Another option, one line shorter but a bit less clear:
r = range(0,1001)
for i,v in enumerate(r):
if v % 3 == 0 or v % 5 == 0:
r[i] = 2 * v
print sum(r)
This loops through the list of numbers, keeping track of the index and the value. If any number is a multiple of three or five, it multiplies it by two in place. Finally, it sums the list. (No, I'm not suggesting that you code like this.)
If you want to do it in a single line of code, it's not that difficult:
print sum([2 * x if (x % 3 == 0 or x % 5 == 0) else x for x in range(1,1001)])
Using a neat Python list comprehension, we can look at each number, and add either that number or two times that number, depending on whether it is a multiple of three or five, to a new list, and then sum that. It seemed elegant and efficient enough, and it's what I handed in as my solution.
But then afterwards I realised an arguably better way to do it (though it doesn't use list comprehensions, so I'm petulantly going to argue that it's not necessarily better, solely on the basis that I like list comprehensions)

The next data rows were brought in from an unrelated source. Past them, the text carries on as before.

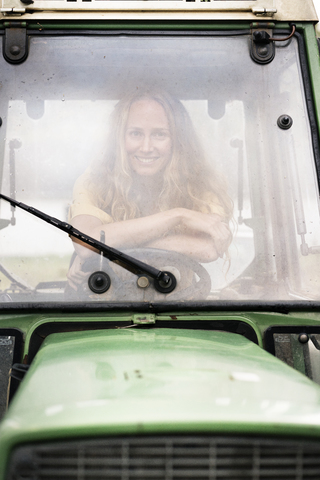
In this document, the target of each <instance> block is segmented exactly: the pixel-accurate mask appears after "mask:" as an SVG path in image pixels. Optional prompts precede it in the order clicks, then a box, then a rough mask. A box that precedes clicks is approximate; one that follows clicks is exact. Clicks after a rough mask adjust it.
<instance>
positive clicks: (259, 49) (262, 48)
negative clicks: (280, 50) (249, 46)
mask: <svg viewBox="0 0 320 480" xmlns="http://www.w3.org/2000/svg"><path fill="white" fill-rule="evenodd" d="M257 52H258V54H259V55H260V57H266V56H267V55H268V47H267V46H266V45H263V46H262V47H258V48H257Z"/></svg>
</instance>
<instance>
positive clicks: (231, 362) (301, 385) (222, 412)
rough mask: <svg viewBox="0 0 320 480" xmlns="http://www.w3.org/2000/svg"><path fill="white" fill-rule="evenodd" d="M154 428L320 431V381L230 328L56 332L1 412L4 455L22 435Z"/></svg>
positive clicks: (0, 444)
mask: <svg viewBox="0 0 320 480" xmlns="http://www.w3.org/2000/svg"><path fill="white" fill-rule="evenodd" d="M150 432H152V433H157V432H189V433H190V432H233V433H240V432H242V433H243V432H247V433H256V434H261V432H264V433H265V434H272V433H273V434H274V433H275V432H277V434H278V435H281V434H289V435H316V436H319V435H320V387H319V386H317V385H316V384H314V383H313V382H311V381H310V380H308V379H307V378H306V377H305V376H303V375H302V374H300V373H298V372H296V371H295V370H293V369H292V368H290V367H288V366H286V365H285V364H284V363H282V362H280V361H279V360H277V359H276V358H275V357H273V356H271V355H269V354H268V353H266V352H265V351H263V350H262V349H261V348H260V347H259V346H257V345H255V344H253V343H251V342H250V341H248V340H246V339H245V338H243V337H241V336H239V335H235V334H230V333H225V332H208V331H189V330H172V329H161V330H159V329H148V328H143V329H135V328H132V329H118V330H111V331H110V330H109V331H90V332H78V333H64V334H54V335H50V336H49V337H47V339H46V340H45V342H44V344H43V346H42V348H41V350H40V351H39V352H38V354H37V356H36V358H35V360H34V362H33V363H32V365H31V367H30V370H29V372H28V374H27V375H26V377H25V379H24V380H23V383H22V385H21V387H20V389H19V390H18V392H17V394H16V397H15V398H14V400H13V402H12V404H11V407H10V409H9V411H8V413H7V415H6V417H5V419H4V421H3V422H2V426H1V434H0V465H2V466H3V465H4V463H5V461H6V458H7V456H8V453H9V451H10V449H11V448H12V447H13V446H14V445H16V444H19V443H23V442H32V441H45V440H49V439H57V438H63V439H66V438H67V437H69V438H72V437H81V436H99V435H101V436H103V435H115V434H120V433H128V434H142V433H150ZM0 472H1V470H0ZM2 478H3V471H2V472H1V473H0V479H1V480H2Z"/></svg>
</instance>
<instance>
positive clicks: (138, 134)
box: [129, 130, 141, 138]
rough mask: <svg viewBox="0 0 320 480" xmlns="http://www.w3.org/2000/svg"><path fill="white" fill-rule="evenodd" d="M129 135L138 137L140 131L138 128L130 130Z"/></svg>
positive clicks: (134, 136) (140, 135)
mask: <svg viewBox="0 0 320 480" xmlns="http://www.w3.org/2000/svg"><path fill="white" fill-rule="evenodd" d="M129 135H130V137H133V138H138V137H140V136H141V132H139V131H138V130H131V132H129Z"/></svg>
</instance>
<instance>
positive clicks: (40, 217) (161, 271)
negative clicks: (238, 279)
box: [0, 193, 177, 293]
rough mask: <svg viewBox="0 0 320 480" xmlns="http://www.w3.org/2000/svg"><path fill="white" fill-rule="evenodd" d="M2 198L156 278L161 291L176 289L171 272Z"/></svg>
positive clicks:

print sum(set(range(3,1001,3) + range(5,1001,5))) + sum(range(1,1001))
That uses fewer characters, is much more efficient and is more beautiful. It creates two different lists, one of all the multiples of threes, one of fives, and sums the set of the union of these two lists, and then adds the sum of all the numbers in the original range. No if statements, no loops, and no mods.
Now at least if I don't get the internship I can convince myself that I would have got it if I'd only taken those extra couple of minutes before pressing the submit button.